Contributo affitto: Imperiale chiede proroga di 15 giorni per la presentazione delle domande
Richiesta inviata all'Assessore Mimma Calabrò per evitare l'esclusione di famiglie per ritardi nel rilascio della carta d'identità.
Il presidente della IV Commissione Consiliare, Salvatore Imperiale, ha formalmente richiesto una proroga di 15 giorni dei termini per la presentazione delle domande relative all'integrazione del contributo affitto. La richiesta è stata inviata all'Assessore alle Attività Sociali, Mimma Calabrò, e alla Dirigente del Settore competente; il termine attuale è fissato alle 23:59 del 9 giugno 2026.
Nel documento, Imperiale segnala le difficoltà che i cittadini stanno incontrando nell'ottenimento della carta d'identità, aggravate dall'elevato affollamento degli uffici e dal blocco del rilascio dei documenti verificatosi dal 1° al 4 giugno a causa di problemi ai sistemi ministeriali. Secondo il presidente della Commissione, queste circostanze potrebbero impedire a numerosi aventi diritto di completare la procedura nei termini previsti.
"Ho ritenuto necessario intervenire affinché nessun cittadino avente diritto venga escluso da un'importante misura di sostegno economico per ragioni burocratiche o per difficoltà oggettive nell'acquisizione della documentazione richiesta", si legge nella comunicazione trasmessa all'Amministrazione. Imperiale sottolinea che una proroga di almeno quindici giorni consentirebbe a molte famiglie di completare correttamente la domanda e di accedere al beneficio.
Contesto e motivazioni
La richiesta è motivata dalla volontà di garantire la più ampia partecipazione possibile alla misura e di tutelare le famiglie in condizioni economiche delicate che, pur avendo i requisiti previsti dal bando, rischiano di non riuscire a presentare l'istanza entro il termine fissato. Imperiale invita l'Amministrazione ad accogliere la domanda nell'interesse dei cittadini e nel rispetto del principio di massima partecipazione alle misure di sostegno sociale.

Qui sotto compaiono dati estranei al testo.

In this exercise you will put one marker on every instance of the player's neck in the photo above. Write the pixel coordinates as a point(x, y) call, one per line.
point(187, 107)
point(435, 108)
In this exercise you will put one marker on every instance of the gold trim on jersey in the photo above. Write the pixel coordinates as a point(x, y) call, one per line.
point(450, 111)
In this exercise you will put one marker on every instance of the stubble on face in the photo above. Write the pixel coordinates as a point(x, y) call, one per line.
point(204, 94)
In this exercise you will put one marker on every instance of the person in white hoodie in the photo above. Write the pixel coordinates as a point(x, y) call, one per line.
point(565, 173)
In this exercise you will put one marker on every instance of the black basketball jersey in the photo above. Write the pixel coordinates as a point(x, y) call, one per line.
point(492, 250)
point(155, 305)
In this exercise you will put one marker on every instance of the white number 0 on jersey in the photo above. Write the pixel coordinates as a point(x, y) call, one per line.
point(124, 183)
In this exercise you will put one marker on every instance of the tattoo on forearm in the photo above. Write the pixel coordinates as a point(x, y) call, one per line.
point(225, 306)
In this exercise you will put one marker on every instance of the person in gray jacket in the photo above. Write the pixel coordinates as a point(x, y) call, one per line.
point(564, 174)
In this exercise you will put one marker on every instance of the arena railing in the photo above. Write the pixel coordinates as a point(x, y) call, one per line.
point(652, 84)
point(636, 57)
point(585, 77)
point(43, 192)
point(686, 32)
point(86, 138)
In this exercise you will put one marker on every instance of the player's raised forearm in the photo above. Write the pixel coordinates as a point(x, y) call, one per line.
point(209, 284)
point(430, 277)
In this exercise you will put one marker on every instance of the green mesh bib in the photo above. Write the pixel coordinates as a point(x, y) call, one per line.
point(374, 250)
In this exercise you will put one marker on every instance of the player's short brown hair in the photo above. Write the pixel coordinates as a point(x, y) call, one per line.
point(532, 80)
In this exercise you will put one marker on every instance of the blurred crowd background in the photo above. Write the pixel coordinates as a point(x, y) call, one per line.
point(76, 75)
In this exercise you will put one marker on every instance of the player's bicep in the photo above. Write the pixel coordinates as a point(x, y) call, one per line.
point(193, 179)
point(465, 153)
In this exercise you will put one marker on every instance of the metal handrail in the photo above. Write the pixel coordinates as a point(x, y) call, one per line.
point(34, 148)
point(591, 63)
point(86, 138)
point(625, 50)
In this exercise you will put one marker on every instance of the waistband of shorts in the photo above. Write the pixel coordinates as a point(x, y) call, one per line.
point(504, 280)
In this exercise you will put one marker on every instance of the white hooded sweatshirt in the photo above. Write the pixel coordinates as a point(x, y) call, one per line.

Al momento non sono stati forniti dati sul numero di domande potenzialmente interessate né è nota la tempistica in cui l'Amministrazione comunale intenderà decidere sulla proroga. La palla passa ora all'ente responsabile del bando, che dovrà valutare la richiesta tenendo conto dei disservizi segnalati e dell'urgenza di evitare esclusioni ingiustificate dall'accesso al contributo.